Кустодиев, не любивший всерьез говорить о своих болезнях, улыбнулся.
— Ну что же рассказывать? Что твой брат — находка для медиков? Что уникальный случай мой привлек внимание европейской медицины? Что профессор Оппенгейм оперирует только уникумов?
— Да, да. И как же он взялся за тебя? За какой гонорар?
— Гонорар? Ну, братец, ты мыслишь упрощенно, — весело ответил Кустодиев. — Хирургу, если у тебя, например, сердце справа, а не слева, или одно легкое, или какая-нибудь таинственная штуковина в тебе сидит, ему и деньги не нужны. Так вот, Оппенгейм не взял с меня ни копейки. Я просто подарил ему картину.
— А каковы перспективы?
— О, самые радужные! Через год я снова еду в Германию.
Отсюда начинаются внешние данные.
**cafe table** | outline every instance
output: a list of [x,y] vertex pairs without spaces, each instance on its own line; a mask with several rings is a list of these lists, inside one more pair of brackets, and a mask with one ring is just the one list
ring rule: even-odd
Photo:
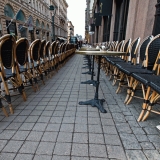
[[92,107],[97,107],[102,113],[107,113],[107,111],[103,107],[103,102],[105,102],[104,99],[99,99],[98,97],[98,90],[99,90],[99,77],[100,77],[100,63],[101,63],[101,57],[102,56],[122,56],[125,55],[125,52],[118,52],[118,51],[89,51],[89,50],[77,50],[75,51],[76,54],[81,55],[91,55],[91,56],[97,56],[98,57],[98,71],[97,71],[97,81],[96,81],[96,92],[93,99],[88,101],[80,101],[79,105],[91,105]]

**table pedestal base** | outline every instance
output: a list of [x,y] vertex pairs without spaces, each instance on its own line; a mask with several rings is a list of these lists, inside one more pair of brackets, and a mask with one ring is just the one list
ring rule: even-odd
[[84,102],[79,102],[79,105],[91,105],[92,107],[97,107],[102,113],[107,113],[107,111],[103,108],[104,99],[91,99]]
[[81,84],[92,84],[94,87],[96,87],[98,82],[95,81],[95,80],[88,80],[88,81],[85,81],[85,82],[81,82]]
[[91,71],[88,71],[88,72],[83,72],[82,74],[92,74],[92,72]]

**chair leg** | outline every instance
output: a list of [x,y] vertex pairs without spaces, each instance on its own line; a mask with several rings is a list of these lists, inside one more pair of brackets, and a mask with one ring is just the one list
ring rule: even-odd
[[1,99],[0,99],[0,108],[2,108],[2,111],[3,111],[4,115],[5,115],[6,117],[8,117],[8,113],[7,113],[7,111],[6,111],[6,108],[3,106],[2,102],[1,102]]
[[5,115],[6,117],[8,117],[8,113],[7,113],[6,109],[5,109],[5,107],[2,107],[2,111],[3,111],[4,115]]
[[133,83],[133,87],[132,87],[132,91],[131,91],[130,97],[129,97],[128,101],[126,102],[127,105],[128,105],[128,104],[131,102],[131,100],[133,99],[134,93],[135,93],[135,89],[136,89],[136,87],[137,87],[138,84],[139,84],[138,81],[135,81],[135,82]]
[[117,90],[116,90],[116,93],[117,93],[117,94],[118,94],[119,91],[121,90],[121,86],[122,86],[123,80],[124,80],[124,73],[121,73],[121,75],[120,75],[120,81],[119,81],[119,84],[118,84],[118,88],[117,88]]
[[[153,104],[157,99],[159,99],[159,94],[156,94],[156,92],[153,91],[151,99],[150,99],[150,104]],[[152,105],[148,105],[147,111],[146,111],[142,121],[145,121],[148,118],[148,116],[149,116],[149,114],[150,114],[150,112],[152,110],[152,107],[153,107]],[[158,113],[158,112],[155,111],[155,113]]]
[[129,97],[130,97],[130,94],[131,94],[131,89],[132,89],[132,85],[133,85],[133,77],[130,78],[130,81],[129,81],[129,85],[128,85],[128,89],[127,89],[127,95],[126,95],[126,98],[124,100],[124,103],[126,104]]
[[13,110],[12,104],[9,104],[9,110],[10,110],[10,113],[11,113],[11,114],[13,114],[13,113],[14,113],[14,110]]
Оппенгейм обещал повторить свою операцию, и после этого — полное выздоровление!..
Юлия Евстафьевна слушала этот почти шутливый разговор, а в памяти ее проносились месяцы отчаяния и недели надежд. Врачи говорили то о костном туберкулезе, то о церебральном менингите. Заставили надеть корсет на целый год. Оппенгейм приказал его выбросить. Оперировал, предупредив, что возможно ухудшение, но если через год сделать еще одну операцию, то больной будет здоров. Это был первый врач, который заставил поверить, возвратил надежду Юлии Евстафьевне. Но в глазах ее не исчезло выражение скрытой грусти.
— Теперь я чувствую себя Ильей Муромцем, — бодрился Борис Михайлович. — Вот получил письмо от Лужского, зовет в Москву. МХАТ предложил сделать оформление к спектаклю "Смерть Пазухина".
…Москва и Петербург были полны ожидания. Писатели, художники, музыканты предчувствовали будущие перемены. А всех интересовала почему-то история.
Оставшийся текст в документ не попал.